Gamma interferon was the first great hope for cytokine therapy of cancer. While this proved unrealistic, interferon is making a strong comeback as a critical regulator of immune responsiveness. It is believed to be one of the major control points in the lymphocyte-macrophage-NK cell communication pathway. The exact role of gamma interferon or any other cytokine in the immune system has not been determined because it is difficult to control the level of expression of a cytokine and because functional outcomes typically depend on cross-talk among many cytokines. Gene knockout technology has been very useful in sorting out cytokine function, and two groups have now provided complementary information about gamma interferon by preparing knockout mice lacking, respectively, expression of the interferon gene or the interferon receptor gene. The results are very similar. Mice lacking the receptor gene have increased susceptibility to infectious diseases. Their susceptibility to cancer has yet to be evaluated. A detailed study of macrophage function in these knockout mice has now shown that complete macrophage activation is impossible without gamma interferon. While gamma interferon has long been known to be a potent macrophage activating factor, other pathways of activation could be demonstrated in vitro. The recent results show that alternative pathways of macrophage activation are not physiologically relevant. This reemphasizes the importance of gamma interferon not only as a manipulator of macrophage function directly, but as a regulator of the balance between the helper T-cell subsets Th1 and Th2.

Tumor Angiogenesis

Continuing growth of a tumor absolutely depends on the simultaneous development of a vascular system to supply needed nutrients to the expanding cell population. The stimulus for the growth of this new vascular system apparently comes from the cancer itself as it reaches a distinct stage of cancer progression and switches on an angiogenic phenotype. Utilizing a unique tumor cell model where the timing of the conversion from non-angiogenic to angiogenic is highly predictable, a number of proteins have been identified which are associated with this phenotypic switch. Some of these proteins are well known growth factors with angiogenic activity, some are newly identified growth stimulating peptides. However, new proteins that are inhibitors of angiogenesis have also been discovered. As with many biological systems, angiogenesis seems to be regulated by inductive factors working in synergy and opposing the influence of inhibitors.

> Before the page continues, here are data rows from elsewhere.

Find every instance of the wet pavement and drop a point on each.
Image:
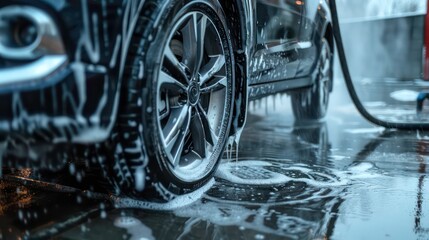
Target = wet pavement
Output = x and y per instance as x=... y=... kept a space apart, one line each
x=341 y=178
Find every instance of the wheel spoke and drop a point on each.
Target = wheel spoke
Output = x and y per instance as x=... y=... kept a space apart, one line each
x=198 y=135
x=219 y=84
x=210 y=135
x=173 y=65
x=215 y=64
x=170 y=83
x=201 y=32
x=177 y=119
x=177 y=141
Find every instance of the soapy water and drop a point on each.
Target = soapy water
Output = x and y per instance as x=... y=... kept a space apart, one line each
x=259 y=195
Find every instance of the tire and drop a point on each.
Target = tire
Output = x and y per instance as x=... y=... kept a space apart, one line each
x=176 y=100
x=312 y=103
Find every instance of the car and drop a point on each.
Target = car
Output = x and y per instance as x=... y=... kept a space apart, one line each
x=161 y=85
x=393 y=33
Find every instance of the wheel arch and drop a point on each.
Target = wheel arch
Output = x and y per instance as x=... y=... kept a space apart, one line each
x=242 y=37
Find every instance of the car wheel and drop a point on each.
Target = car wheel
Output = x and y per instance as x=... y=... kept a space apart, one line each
x=312 y=103
x=176 y=99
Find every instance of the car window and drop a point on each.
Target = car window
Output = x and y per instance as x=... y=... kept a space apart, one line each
x=381 y=9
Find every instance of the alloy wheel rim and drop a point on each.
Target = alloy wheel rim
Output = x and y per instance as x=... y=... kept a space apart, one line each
x=191 y=96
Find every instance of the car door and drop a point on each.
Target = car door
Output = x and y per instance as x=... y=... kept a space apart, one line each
x=278 y=26
x=312 y=27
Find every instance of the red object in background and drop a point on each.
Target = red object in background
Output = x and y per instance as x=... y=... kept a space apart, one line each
x=426 y=45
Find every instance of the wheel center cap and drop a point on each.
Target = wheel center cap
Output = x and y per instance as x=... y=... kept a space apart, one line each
x=194 y=93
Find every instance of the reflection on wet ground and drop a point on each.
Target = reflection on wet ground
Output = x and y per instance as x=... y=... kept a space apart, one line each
x=393 y=100
x=337 y=179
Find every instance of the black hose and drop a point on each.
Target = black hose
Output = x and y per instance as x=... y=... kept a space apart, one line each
x=349 y=82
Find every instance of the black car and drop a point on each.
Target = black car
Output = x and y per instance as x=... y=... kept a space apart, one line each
x=165 y=84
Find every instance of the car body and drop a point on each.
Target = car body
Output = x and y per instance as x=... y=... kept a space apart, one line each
x=393 y=32
x=63 y=81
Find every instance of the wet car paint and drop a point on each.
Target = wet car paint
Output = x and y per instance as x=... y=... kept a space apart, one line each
x=339 y=179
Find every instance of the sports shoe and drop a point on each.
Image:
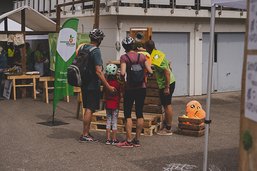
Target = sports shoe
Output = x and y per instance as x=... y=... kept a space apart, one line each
x=125 y=144
x=136 y=143
x=87 y=138
x=108 y=142
x=165 y=131
x=115 y=142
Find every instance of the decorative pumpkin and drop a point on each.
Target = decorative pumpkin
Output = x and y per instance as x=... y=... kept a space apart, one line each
x=194 y=110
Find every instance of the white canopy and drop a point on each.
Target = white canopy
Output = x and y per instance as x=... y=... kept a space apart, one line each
x=238 y=4
x=34 y=20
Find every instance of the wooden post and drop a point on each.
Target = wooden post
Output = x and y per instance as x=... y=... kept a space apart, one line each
x=97 y=13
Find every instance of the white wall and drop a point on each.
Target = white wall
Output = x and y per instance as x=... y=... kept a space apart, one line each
x=195 y=28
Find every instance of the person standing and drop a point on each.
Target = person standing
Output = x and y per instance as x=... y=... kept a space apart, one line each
x=166 y=83
x=133 y=92
x=112 y=101
x=91 y=91
x=30 y=60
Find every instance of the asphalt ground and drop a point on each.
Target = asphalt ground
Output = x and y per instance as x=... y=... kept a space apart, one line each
x=26 y=145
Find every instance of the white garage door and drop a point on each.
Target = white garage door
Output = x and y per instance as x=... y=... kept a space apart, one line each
x=228 y=61
x=176 y=48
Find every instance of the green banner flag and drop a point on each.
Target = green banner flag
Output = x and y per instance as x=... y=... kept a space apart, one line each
x=65 y=53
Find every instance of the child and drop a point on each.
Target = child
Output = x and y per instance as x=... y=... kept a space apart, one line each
x=112 y=101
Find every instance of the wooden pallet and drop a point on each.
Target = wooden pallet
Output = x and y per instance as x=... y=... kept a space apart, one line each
x=190 y=132
x=149 y=118
x=101 y=126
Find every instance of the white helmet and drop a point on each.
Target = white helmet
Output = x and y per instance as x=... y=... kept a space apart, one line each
x=111 y=69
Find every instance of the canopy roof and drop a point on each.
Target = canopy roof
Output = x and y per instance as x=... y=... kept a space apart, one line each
x=238 y=4
x=33 y=19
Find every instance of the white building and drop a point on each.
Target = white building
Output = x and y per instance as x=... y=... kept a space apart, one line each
x=180 y=29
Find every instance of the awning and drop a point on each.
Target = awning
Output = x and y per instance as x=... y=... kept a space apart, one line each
x=34 y=20
x=237 y=4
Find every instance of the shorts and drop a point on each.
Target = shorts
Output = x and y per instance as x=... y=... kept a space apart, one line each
x=91 y=99
x=166 y=99
x=131 y=96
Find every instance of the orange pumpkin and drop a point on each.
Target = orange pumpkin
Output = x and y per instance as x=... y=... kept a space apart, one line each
x=194 y=110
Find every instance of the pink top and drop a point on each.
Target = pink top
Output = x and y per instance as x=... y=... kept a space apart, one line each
x=133 y=57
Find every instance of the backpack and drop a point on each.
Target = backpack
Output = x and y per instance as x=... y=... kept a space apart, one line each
x=135 y=74
x=78 y=73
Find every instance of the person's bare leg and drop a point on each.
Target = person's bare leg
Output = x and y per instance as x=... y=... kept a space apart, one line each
x=129 y=129
x=168 y=115
x=114 y=133
x=87 y=121
x=140 y=124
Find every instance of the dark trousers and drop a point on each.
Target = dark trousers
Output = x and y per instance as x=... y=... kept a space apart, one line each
x=131 y=96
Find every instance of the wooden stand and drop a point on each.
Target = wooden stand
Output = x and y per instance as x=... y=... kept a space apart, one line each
x=45 y=81
x=152 y=110
x=190 y=127
x=23 y=77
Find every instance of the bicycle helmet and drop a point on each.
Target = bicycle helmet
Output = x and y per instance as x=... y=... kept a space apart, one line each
x=96 y=34
x=111 y=69
x=128 y=41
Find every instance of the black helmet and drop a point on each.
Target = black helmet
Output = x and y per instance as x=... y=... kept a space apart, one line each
x=96 y=34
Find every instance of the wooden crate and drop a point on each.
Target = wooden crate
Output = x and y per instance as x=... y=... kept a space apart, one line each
x=191 y=127
x=149 y=118
x=152 y=111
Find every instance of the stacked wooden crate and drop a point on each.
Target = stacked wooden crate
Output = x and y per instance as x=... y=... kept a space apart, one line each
x=152 y=109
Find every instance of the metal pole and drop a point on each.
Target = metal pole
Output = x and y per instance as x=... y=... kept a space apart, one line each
x=209 y=86
x=97 y=13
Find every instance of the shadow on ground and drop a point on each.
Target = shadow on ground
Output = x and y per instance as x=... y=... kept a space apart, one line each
x=193 y=161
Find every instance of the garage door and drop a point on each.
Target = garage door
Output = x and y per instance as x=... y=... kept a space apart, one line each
x=228 y=61
x=176 y=48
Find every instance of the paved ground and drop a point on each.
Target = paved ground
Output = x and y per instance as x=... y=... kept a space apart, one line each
x=26 y=145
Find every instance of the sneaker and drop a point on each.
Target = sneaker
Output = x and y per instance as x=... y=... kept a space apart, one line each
x=164 y=131
x=115 y=142
x=87 y=138
x=125 y=144
x=108 y=142
x=136 y=143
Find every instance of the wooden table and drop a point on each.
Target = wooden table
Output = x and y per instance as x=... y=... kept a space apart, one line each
x=45 y=81
x=23 y=77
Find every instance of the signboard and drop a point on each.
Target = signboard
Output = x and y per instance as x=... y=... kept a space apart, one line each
x=7 y=89
x=251 y=88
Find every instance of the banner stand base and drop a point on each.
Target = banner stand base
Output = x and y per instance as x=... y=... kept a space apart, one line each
x=51 y=123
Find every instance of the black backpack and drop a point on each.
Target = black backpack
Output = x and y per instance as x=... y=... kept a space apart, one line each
x=135 y=74
x=78 y=73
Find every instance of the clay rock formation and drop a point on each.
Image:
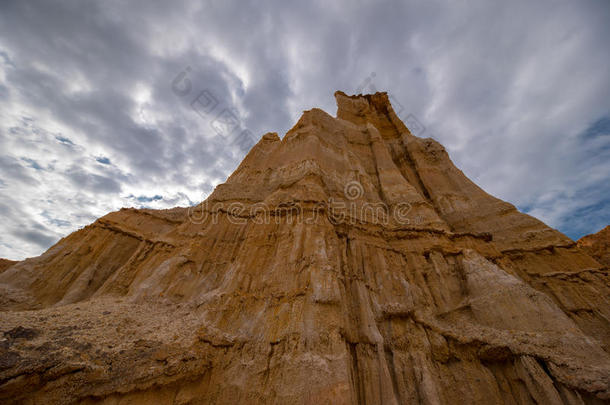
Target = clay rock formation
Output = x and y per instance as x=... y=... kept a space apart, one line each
x=597 y=245
x=348 y=263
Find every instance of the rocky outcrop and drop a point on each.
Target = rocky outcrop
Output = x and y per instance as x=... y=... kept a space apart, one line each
x=597 y=245
x=348 y=263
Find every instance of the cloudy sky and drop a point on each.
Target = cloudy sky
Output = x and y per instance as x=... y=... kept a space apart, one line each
x=108 y=104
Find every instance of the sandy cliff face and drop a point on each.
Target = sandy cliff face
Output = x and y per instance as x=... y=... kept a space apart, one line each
x=597 y=245
x=348 y=263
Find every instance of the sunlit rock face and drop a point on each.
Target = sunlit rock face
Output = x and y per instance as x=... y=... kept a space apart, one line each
x=348 y=263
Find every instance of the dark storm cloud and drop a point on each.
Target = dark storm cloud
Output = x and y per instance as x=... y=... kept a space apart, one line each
x=104 y=104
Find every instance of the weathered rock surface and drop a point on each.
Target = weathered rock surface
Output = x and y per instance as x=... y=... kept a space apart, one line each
x=597 y=245
x=348 y=263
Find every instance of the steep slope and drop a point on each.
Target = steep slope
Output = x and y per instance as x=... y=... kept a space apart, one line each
x=597 y=245
x=349 y=262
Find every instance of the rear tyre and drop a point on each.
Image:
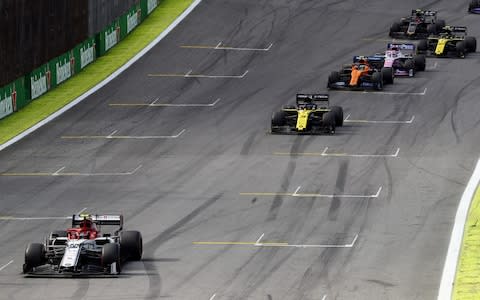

Innovative Techniques for the Identification of Genetic Alterations in Tumors

Comparative genomic hybridization (CGH) and arbitrarily primed polymerase chain reaction (AP-PCR) allow the entire genome of tumor cells to be scanned for disease related genetic alteration. No prior knowledge of the location of the alterations is needed. CGH is a novel application of fluorescence in situ hybridization (FISH), and AP-PCR amplifies genomic DNA sequences using sets of random PCR primers. These new techniques are being applied to the rapid identification of genetic alterations involved in cancer initiation and progression. AP-PCR was critical to the discovery of a unique alteration that is associated with some hereditary cases of colon cancer and characterized by widespread genomic instability. The development of recombinant toxins as anti-cancer agents represents an exciting new therapeutic approach to cancer and other diseases.